I and my significant other, who doesn't like to have his name in print so I will call him Bob, were sitting on top of a granite boulder near the summit of Carson Pass on Highway 88 looking down at Red Lake thousands of feet below us. In October things are pretty quiet on the ranch; irrigation is pretty much over, feeding hay is still another month away and the cattle are big enough to be ignored for a few days so Bob and I were hiking in the mountains.
Below our granite-boulder chairs, cars were traveling, spaced every few miles, up and down the mountain as far as we could see. We were resting, airing out our souls from troubling news from the Valley, a child gone, a long-time neighbor died, a killer living down the road, crazy wars raging and the planet getting warmer. We were taking a break.
"What was it like?" I ask Bob. His family has lived in this area for more than 130 years. He remembers lots of things from stories told by grown ups and things he saw.
Now a grownup of almost half a century himself he tells me a story.
"Well, we were going camping. All of us, Lisa, Lori, Mark, Heidi, Mom, Dad and me. I must have been 9 or 10 years old. We had rented a travel trailer camper that had beds and a sink I think, but no toilet. No it didn't have a toilet and we were going camping at Caples Lake for a week. Mark and I got to sleep in a tent with Dad." He smiles. "Mom slept with the twins, Lisa and Lori in the camper. I don't remember where Heidi slept."
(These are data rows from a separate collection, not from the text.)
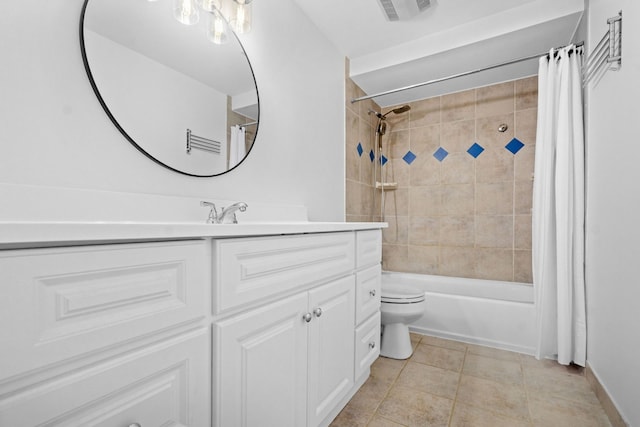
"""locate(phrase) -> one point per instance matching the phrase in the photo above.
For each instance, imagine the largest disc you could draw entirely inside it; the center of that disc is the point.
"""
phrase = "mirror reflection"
(187, 103)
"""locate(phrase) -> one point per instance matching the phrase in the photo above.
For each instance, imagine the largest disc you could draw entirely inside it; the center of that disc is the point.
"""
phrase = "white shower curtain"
(558, 210)
(237, 149)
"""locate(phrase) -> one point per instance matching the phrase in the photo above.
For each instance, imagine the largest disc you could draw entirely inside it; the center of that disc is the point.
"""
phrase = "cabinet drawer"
(60, 303)
(146, 387)
(252, 269)
(368, 283)
(369, 246)
(367, 344)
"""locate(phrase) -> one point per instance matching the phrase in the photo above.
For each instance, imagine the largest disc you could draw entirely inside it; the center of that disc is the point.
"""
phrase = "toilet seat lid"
(401, 294)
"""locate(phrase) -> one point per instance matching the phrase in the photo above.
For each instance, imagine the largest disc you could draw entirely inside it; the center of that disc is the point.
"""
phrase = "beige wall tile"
(523, 197)
(523, 163)
(395, 257)
(494, 166)
(488, 135)
(395, 144)
(425, 139)
(495, 99)
(457, 137)
(396, 171)
(522, 232)
(423, 259)
(425, 201)
(457, 230)
(425, 230)
(522, 266)
(526, 122)
(457, 261)
(494, 198)
(396, 233)
(425, 170)
(395, 202)
(353, 197)
(458, 168)
(462, 216)
(458, 199)
(425, 112)
(496, 264)
(494, 231)
(459, 106)
(527, 93)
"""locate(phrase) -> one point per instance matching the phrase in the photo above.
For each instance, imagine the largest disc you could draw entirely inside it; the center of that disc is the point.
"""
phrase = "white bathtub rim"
(464, 287)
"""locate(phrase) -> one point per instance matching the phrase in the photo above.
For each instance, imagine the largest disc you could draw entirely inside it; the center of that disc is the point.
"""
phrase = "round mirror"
(186, 102)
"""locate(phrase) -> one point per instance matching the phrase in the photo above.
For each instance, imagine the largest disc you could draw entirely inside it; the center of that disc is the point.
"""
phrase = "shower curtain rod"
(453, 76)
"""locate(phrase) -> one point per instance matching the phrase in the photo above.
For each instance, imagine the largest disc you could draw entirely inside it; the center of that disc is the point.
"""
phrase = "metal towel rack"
(201, 143)
(607, 54)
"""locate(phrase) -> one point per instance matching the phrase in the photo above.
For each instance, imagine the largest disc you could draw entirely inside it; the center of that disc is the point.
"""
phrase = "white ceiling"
(450, 37)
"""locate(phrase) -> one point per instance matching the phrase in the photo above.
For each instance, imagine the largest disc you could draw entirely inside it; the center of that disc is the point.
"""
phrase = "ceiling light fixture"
(397, 10)
(221, 14)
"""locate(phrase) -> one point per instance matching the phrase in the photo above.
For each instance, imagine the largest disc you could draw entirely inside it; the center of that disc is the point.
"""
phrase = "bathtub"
(485, 312)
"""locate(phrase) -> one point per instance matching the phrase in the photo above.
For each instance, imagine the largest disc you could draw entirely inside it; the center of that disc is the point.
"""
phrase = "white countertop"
(33, 234)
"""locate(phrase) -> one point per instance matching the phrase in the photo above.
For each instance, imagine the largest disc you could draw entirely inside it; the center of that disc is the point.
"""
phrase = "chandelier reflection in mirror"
(237, 13)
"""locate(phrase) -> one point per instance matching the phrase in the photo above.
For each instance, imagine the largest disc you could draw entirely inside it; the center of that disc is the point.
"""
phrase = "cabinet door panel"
(261, 365)
(367, 344)
(165, 384)
(368, 288)
(75, 301)
(252, 269)
(331, 347)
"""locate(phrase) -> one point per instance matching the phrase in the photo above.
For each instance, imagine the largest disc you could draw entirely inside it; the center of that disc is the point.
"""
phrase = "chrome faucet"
(214, 218)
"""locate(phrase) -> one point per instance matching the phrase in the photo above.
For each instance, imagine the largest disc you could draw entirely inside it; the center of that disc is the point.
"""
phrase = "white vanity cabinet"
(286, 339)
(105, 335)
(288, 363)
(224, 330)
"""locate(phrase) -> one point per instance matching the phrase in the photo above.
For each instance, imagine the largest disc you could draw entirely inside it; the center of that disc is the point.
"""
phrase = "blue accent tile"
(409, 157)
(475, 150)
(440, 154)
(514, 145)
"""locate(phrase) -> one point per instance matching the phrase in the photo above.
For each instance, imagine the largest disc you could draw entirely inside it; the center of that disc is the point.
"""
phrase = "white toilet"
(401, 305)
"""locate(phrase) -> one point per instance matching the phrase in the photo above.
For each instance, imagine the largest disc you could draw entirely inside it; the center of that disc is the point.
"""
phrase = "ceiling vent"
(396, 10)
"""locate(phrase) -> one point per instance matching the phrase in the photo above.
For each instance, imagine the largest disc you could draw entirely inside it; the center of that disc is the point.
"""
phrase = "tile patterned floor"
(449, 383)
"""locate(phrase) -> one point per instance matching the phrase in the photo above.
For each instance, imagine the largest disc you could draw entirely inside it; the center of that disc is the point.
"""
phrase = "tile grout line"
(455, 398)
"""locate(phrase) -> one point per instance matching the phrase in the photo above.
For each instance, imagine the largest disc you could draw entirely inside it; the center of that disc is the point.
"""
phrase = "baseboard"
(607, 404)
(472, 340)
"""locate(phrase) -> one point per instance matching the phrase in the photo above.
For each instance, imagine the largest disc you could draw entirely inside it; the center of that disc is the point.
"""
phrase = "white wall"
(613, 209)
(53, 131)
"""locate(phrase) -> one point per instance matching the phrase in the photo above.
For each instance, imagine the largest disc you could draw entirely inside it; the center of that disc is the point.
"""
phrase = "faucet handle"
(213, 212)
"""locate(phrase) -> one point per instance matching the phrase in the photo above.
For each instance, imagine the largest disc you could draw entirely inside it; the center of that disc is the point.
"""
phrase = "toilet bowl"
(401, 306)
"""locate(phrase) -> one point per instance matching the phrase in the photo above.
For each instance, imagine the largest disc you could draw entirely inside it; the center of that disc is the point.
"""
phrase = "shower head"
(378, 115)
(398, 110)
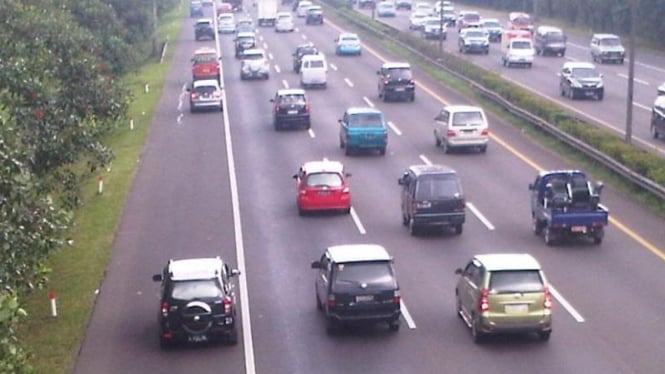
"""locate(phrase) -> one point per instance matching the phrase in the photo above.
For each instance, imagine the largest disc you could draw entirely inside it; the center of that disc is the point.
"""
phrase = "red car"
(205, 64)
(322, 185)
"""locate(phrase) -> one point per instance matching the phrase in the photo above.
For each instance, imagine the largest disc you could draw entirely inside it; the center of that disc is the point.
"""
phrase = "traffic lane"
(174, 210)
(359, 209)
(606, 114)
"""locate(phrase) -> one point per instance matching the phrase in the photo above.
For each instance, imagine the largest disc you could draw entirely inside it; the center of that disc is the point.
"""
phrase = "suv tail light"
(547, 303)
(397, 297)
(227, 303)
(331, 301)
(165, 309)
(484, 302)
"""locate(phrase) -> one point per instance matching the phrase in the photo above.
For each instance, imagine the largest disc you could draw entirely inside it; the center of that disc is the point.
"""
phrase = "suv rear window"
(379, 272)
(436, 187)
(188, 290)
(511, 281)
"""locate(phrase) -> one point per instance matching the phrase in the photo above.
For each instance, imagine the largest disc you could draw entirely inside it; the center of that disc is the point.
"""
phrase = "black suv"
(302, 50)
(356, 284)
(291, 108)
(197, 302)
(203, 29)
(396, 81)
(432, 197)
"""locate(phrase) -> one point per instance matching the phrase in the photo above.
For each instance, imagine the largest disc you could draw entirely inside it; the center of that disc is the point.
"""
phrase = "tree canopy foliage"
(60, 96)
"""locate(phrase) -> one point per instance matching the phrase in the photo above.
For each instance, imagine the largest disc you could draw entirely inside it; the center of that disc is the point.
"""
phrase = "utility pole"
(631, 71)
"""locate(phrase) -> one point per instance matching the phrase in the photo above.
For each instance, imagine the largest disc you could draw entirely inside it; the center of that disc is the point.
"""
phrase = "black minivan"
(432, 197)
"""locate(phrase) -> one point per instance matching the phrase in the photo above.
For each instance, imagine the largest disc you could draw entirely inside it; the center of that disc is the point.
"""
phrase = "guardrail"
(632, 176)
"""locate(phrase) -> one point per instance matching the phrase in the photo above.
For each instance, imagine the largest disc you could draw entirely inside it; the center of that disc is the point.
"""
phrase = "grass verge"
(78, 270)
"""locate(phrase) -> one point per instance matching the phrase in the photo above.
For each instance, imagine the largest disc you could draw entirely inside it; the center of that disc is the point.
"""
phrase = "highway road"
(220, 184)
(543, 79)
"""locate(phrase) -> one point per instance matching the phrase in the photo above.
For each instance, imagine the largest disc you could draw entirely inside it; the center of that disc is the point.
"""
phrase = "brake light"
(227, 303)
(547, 303)
(396, 297)
(165, 308)
(484, 302)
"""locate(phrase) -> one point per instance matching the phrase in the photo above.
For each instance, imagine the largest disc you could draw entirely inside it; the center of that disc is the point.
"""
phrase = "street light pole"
(631, 72)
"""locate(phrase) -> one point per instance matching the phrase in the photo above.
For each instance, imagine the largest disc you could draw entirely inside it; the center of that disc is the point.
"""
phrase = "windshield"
(585, 73)
(366, 120)
(467, 118)
(188, 290)
(324, 179)
(511, 281)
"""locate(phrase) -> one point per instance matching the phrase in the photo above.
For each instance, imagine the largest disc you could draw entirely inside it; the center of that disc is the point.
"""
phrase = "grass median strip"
(78, 270)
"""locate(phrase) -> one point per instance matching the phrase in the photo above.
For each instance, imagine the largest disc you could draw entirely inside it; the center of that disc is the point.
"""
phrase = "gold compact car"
(504, 293)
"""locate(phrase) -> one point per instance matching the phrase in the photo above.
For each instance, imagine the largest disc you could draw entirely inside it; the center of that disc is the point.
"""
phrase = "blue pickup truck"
(564, 204)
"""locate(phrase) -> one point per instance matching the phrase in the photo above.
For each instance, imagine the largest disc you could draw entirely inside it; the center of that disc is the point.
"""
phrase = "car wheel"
(414, 230)
(476, 334)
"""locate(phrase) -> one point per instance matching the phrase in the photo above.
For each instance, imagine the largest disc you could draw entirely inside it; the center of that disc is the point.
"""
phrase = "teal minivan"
(363, 128)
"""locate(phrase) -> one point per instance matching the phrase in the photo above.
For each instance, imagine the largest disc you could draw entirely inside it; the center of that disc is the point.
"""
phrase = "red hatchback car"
(322, 185)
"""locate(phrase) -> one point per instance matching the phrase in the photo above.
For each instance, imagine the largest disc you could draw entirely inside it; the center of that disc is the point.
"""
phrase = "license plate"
(516, 308)
(198, 338)
(364, 298)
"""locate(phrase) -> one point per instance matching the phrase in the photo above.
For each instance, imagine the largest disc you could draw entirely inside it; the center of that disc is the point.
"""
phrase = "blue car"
(348, 44)
(363, 128)
(195, 9)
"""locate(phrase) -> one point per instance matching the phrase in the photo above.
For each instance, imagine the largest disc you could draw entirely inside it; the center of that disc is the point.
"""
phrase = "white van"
(313, 71)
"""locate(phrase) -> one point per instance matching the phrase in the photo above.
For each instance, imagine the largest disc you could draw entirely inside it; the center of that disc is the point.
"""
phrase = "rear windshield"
(366, 120)
(511, 281)
(399, 73)
(324, 179)
(467, 118)
(437, 187)
(188, 290)
(364, 272)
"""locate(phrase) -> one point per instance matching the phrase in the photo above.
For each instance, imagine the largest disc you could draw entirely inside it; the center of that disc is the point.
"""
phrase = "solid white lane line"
(406, 314)
(624, 76)
(356, 220)
(425, 160)
(246, 320)
(480, 216)
(394, 128)
(566, 305)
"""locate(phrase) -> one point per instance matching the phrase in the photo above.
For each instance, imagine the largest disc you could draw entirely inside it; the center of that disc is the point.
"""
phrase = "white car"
(284, 22)
(301, 10)
(254, 64)
(461, 126)
(416, 20)
(226, 23)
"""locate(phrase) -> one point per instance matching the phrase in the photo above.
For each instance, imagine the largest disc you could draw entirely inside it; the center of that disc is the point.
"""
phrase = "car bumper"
(439, 219)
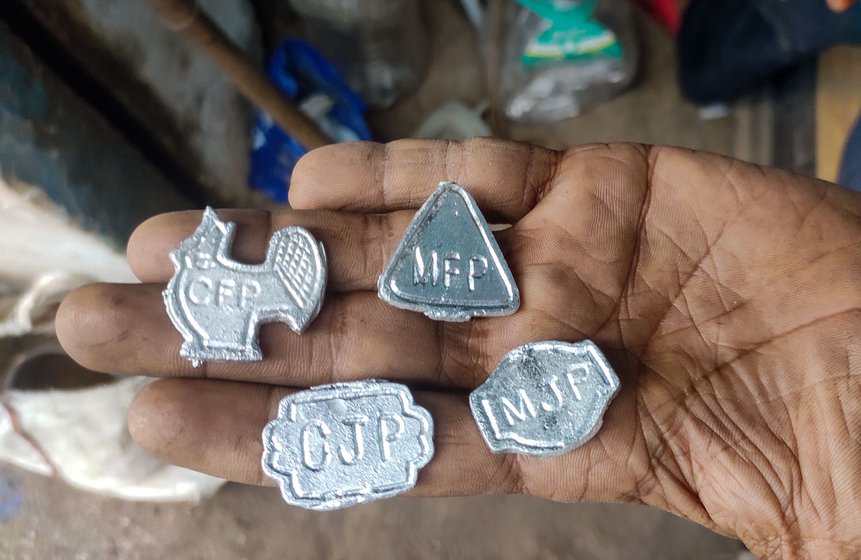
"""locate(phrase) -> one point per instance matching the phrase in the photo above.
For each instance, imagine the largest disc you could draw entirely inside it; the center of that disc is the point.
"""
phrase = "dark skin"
(727, 296)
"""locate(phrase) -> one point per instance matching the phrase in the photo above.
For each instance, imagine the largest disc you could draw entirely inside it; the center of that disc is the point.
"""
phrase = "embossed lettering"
(477, 269)
(511, 412)
(422, 273)
(326, 451)
(348, 456)
(449, 269)
(199, 291)
(391, 428)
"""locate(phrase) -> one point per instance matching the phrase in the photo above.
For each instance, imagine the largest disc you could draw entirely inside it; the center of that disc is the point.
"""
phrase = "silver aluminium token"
(344, 444)
(218, 304)
(545, 398)
(448, 264)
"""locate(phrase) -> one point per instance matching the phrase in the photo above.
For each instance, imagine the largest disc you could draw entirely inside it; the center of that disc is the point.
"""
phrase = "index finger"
(506, 178)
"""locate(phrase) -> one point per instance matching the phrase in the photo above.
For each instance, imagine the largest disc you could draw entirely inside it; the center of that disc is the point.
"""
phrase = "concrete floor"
(53, 521)
(43, 519)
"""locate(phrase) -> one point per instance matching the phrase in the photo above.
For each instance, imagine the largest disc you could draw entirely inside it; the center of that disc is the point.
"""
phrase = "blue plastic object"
(302, 73)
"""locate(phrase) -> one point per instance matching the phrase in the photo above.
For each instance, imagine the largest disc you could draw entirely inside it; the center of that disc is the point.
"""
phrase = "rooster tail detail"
(297, 258)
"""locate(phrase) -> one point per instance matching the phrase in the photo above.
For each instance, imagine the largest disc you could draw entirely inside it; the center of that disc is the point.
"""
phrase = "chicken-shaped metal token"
(448, 264)
(218, 303)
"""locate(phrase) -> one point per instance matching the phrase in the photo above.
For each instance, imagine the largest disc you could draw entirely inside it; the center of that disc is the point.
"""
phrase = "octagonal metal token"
(448, 264)
(545, 398)
(344, 444)
(218, 304)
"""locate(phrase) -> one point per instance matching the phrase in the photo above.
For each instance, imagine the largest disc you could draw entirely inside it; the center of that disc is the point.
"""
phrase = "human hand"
(840, 5)
(725, 295)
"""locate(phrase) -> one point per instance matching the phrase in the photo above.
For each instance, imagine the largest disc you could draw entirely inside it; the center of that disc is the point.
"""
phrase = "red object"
(666, 12)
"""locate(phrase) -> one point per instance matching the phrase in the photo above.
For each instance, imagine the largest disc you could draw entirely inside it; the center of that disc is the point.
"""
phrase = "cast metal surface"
(218, 304)
(344, 444)
(545, 398)
(448, 264)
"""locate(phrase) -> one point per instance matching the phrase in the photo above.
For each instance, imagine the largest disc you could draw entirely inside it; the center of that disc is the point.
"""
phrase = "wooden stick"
(185, 16)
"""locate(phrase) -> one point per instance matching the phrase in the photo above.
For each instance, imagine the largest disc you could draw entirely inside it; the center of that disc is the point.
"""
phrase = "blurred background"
(114, 110)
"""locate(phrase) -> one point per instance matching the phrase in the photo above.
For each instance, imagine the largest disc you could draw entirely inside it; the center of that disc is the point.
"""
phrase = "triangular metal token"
(448, 264)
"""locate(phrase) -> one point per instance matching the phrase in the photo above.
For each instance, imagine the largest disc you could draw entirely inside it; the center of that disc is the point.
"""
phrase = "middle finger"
(123, 328)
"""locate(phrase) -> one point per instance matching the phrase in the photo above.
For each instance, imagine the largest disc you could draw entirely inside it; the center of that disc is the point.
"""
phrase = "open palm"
(725, 295)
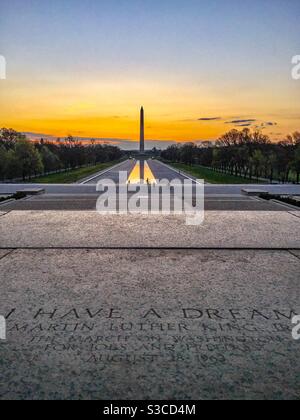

"Anyway we were traveling up old Highway 88, you can see part of it there on the northeast end of Red Lake that cuts in the side of the mountain. It use to be paved and kind of windy, I guess they stopped us there 'cuz it was straight and flat and we could see across the lake to the west. They told us they were going to blast the side off the mountain.
"They were doing that to put Highway 88 on the west side of Red Lake. That side has more sun exposure and less chance of avalanche I guess. It was part of a project to keep Highway 88 open all year. It used to be closed in winter until the late '60s or early '70s. (I looked it up. State Route Highway 88 was officially opened to year-round traffic in 1972.) They didn't plow 88 much when it snowed in winter.
"The man said they would be blasting in about an hour so Dad turned off the car.
They told us to turn off our walkie-talkies, too, if we had them, but we didn't. I got out of the car and played around for a while. Mom used to dress me in pullover knit shirts and cotton pants then, not jeans. I didn't get jeans for a long time just the cotton pants, not heavy canvas, either. Just cotton pants and a pullover knit shirt usually striped and Converse shoes. The high top ones, black with the big white ball on the ankle.
"Well, we goofed around for the hour and only a dozen cars in that whole time had to stop and wait.
Then the man said, "Here she goes," and I looked over and saw the whole side of the mountain just fly out.
A spray of about 300 cubic feet of rock and dirt I bet just flew off the side of that mountain and about a second later we heard the BOOM that caused it. You could feel it in your insides. Rocks and dirt flew down the mountain."
"No, I didn't smell anything that I remember. The dust just fell and settled on the lake. That was something. Then we got back in the car."
A simple break. Then you keep going.
-- Marie Johnson is a Carson Valley rancher.